3770 – 14.03 -> 17.02 upgrade plan

Ticket 3770 - 14.03 -> 17.02 upgrade plan

Summary: 14.03 -> 17.02 upgrade plan

Status:	RESOLVED INFOGIVEN

Alias:	None

Product:	Slurm
Classification:	Unclassified
Component:	Other (show other tickets)
Version:	17.02.2
Hardware:	Linux Linux

Severity:	4 - Minor Issue
Assignee:	Tim Wickberg
QA Contact:

URL:

Depends on:
Blocks:

Reported:	2017-05-03 15:25 MDT by Lyn
Modified:	2017-05-22 13:50 MDT (History)
CC List:	1 user (show)

See Also:
Site:	NASA - NCCS
Slinky Site:	---
Alineos Sites:	---
Atos/Eviden Sites:	---
Confidential Site:	---
Coreweave sites:	---
Cray Sites:	---
DS9 clusters:	---
Google sites:	---
HPCnow Sites:	---
HPE Sites:	---
IBM Sites:	---
NOAA SIte:	---
NoveTech Sites:	---
Nvidia HWinf-CS Sites:	---
OCF Sites:	---
Recursion Pharma Sites:	---
SFW Sites:	---
SNIC sites:	---
Tzag Elita Sites:	---
Linux Distro:	---
Machine Name:	Discover
CLE Version:
Version Fixed:
Target Release:	---
DevPrio:	---
Emory-Cloud Sites:	---

Attachments
Add an attachment (proposed patch, testcase, etc.)

Note You need to log in before you can comment on or make changes to this ticket.

Description Lyn 2017-05-03 15:25:23 MDT

Aloha from NCCS-Way-Way-West, SchedMD Colleagues:

Circumstances have evolved such that we not only can, but must, upgrade from 14.03 to 17.02, and pretty darn soon (before the next large hw delivery hits the loading dock, this summer). We'll be upgrading a small cluster first, as a proving ground, before upgrading the (main) Discover cluster.  

We know that there is at least one big DB conversion that must happen along this transition path. Is there more than one, in that range?

Per an earlier ticket (3112), we will also be folding in the update of UIDs in all job entries. (Agency-wide updates to all UIDs took place during the last calendar year or so.)

Given the two-releases limit on upgrades, it would seem that the minimal upgrade path is 14.03 -> 15.08 -> 17.02. Does that sound right?

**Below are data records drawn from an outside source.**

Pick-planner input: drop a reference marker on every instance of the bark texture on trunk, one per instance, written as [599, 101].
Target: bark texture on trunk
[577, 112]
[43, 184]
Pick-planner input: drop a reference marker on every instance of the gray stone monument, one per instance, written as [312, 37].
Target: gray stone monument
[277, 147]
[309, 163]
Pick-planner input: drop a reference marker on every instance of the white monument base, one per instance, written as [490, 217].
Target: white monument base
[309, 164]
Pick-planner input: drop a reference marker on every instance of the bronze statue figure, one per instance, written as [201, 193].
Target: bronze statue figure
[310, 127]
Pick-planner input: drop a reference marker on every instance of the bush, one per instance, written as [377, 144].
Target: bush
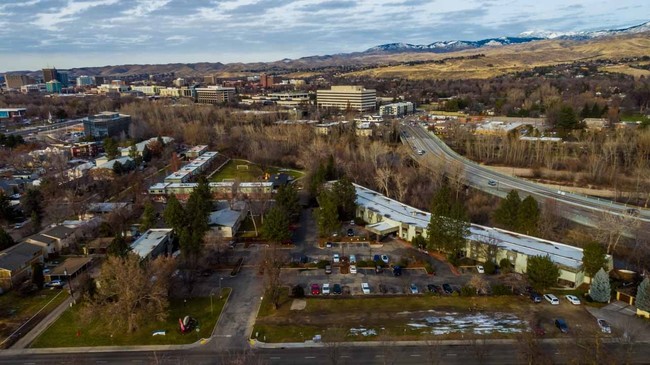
[505, 265]
[298, 291]
[499, 289]
[467, 291]
[490, 267]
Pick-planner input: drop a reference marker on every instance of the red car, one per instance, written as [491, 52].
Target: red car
[315, 289]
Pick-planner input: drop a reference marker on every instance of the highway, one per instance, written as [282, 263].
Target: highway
[578, 208]
[389, 353]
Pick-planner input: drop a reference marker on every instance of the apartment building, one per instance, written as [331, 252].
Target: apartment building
[347, 97]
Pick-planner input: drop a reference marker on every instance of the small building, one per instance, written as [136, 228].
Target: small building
[16, 263]
[69, 268]
[153, 243]
[225, 222]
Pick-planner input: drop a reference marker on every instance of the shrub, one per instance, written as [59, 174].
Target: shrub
[298, 291]
[467, 291]
[490, 267]
[322, 263]
[500, 289]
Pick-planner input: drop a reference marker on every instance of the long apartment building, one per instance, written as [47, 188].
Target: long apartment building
[350, 97]
[214, 94]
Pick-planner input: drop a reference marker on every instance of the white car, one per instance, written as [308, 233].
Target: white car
[573, 299]
[326, 288]
[552, 299]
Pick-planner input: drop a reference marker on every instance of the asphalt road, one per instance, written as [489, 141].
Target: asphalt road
[499, 353]
[578, 208]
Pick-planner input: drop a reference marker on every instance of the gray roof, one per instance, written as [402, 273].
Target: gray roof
[42, 239]
[58, 232]
[15, 257]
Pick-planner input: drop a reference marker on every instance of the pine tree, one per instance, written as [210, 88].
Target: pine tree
[507, 214]
[600, 290]
[643, 295]
[528, 216]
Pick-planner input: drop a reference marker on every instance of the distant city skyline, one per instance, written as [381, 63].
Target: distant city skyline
[66, 34]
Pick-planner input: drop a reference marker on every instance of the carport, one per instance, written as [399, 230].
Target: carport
[382, 229]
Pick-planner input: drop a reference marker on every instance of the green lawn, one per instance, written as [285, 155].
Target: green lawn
[15, 310]
[70, 331]
[253, 173]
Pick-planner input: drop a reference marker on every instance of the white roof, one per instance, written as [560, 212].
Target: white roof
[146, 243]
[225, 217]
[561, 254]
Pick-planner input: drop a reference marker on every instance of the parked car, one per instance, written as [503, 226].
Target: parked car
[561, 324]
[573, 299]
[447, 288]
[55, 284]
[326, 288]
[315, 289]
[535, 297]
[414, 289]
[552, 299]
[336, 289]
[604, 326]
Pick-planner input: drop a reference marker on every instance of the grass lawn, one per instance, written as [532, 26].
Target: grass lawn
[253, 173]
[15, 310]
[387, 316]
[70, 331]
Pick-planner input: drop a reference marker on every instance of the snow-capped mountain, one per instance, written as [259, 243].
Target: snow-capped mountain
[525, 37]
[645, 27]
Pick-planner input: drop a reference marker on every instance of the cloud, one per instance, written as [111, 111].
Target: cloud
[250, 30]
[51, 21]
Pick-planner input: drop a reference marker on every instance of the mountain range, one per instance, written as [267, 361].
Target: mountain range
[525, 37]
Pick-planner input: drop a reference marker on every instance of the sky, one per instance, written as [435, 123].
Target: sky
[72, 33]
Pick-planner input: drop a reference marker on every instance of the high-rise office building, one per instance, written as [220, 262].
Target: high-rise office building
[347, 97]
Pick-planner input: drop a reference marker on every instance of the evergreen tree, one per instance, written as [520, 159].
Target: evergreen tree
[448, 227]
[528, 216]
[346, 196]
[593, 258]
[507, 214]
[148, 216]
[38, 278]
[643, 295]
[174, 214]
[327, 216]
[287, 199]
[275, 228]
[111, 148]
[118, 246]
[542, 272]
[600, 290]
[6, 240]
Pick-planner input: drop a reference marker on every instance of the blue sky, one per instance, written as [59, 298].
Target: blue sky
[74, 33]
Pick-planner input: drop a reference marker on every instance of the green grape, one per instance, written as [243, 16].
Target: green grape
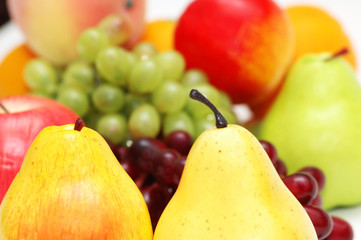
[75, 99]
[144, 77]
[178, 121]
[133, 101]
[113, 63]
[144, 121]
[90, 42]
[40, 76]
[79, 75]
[112, 126]
[108, 98]
[172, 64]
[116, 27]
[197, 109]
[169, 97]
[92, 117]
[144, 50]
[194, 76]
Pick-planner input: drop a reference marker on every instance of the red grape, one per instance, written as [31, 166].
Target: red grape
[163, 165]
[142, 152]
[178, 170]
[303, 186]
[317, 174]
[270, 150]
[156, 197]
[317, 201]
[341, 230]
[180, 141]
[321, 220]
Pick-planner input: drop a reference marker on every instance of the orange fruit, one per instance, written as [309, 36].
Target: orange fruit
[160, 33]
[11, 71]
[318, 31]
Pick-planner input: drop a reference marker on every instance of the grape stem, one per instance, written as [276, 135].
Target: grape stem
[4, 108]
[79, 124]
[341, 52]
[221, 122]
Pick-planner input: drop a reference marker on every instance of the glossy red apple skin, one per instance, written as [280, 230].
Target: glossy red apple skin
[52, 28]
[245, 46]
[27, 116]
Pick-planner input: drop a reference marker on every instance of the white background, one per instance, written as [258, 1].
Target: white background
[348, 12]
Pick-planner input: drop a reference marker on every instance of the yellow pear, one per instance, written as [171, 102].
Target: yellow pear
[71, 186]
[230, 190]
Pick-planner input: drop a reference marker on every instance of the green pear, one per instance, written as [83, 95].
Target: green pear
[71, 186]
[230, 190]
[316, 120]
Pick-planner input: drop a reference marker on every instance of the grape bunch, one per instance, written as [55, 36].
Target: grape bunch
[156, 166]
[128, 93]
[306, 185]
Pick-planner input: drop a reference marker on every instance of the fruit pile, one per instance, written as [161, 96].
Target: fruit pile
[156, 166]
[127, 94]
[137, 97]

Given this list of things to do, we'll appreciate any guidance, insights, etc. We see this process as potentially useful to other sites, and would plan to document it for sharing at future SLUGs and SC conferences. If SchedMD has any specific interests in the process, methods, or how we document it, perhaps a phone conversation would be in order?

Many thanks,
Lyn & Bruce

Comment 1 Tim Wickberg 2017-05-03 15:34:24 MDT

(In reply to Lyn from comment #0)
> Aloha from NCCS-Way-Way-West, SchedMD Colleagues:
>
> Circumstances have evolved such that we not only can, but must, upgrade from
> 14.03 to 17.02, and pretty darn soon (before the next large hw delivery hits
> the loading dock, this summer). We'll be upgrading a small cluster first, as
> a proving ground, before upgrading the (main) Discover cluster.  
> 
> We know that there is at least one big DB conversion that must happen along
> this transition path. Is there more than one, in that range?

The 15.08 conversion is the "big" one, and can take a bit of time depending on the size of job table. The 17.02 conversion should be almost immediate, nothing exciting changed in 16.05 or 17.02.

Obviously, you'd be well advised to make a backup of the mysql database before any conversion work.

> Per an earlier ticket (3112), we will also be folding in the update of UIDs
> in all job entries. (Agency-wide updates to all UIDs took place during the
> last calendar year or so.)
> 
> Given the two-releases limit on upgrades, it would seem that the minimal
> upgrade path is 14.03 -> 15.08 -> 17.02. Does that sound right?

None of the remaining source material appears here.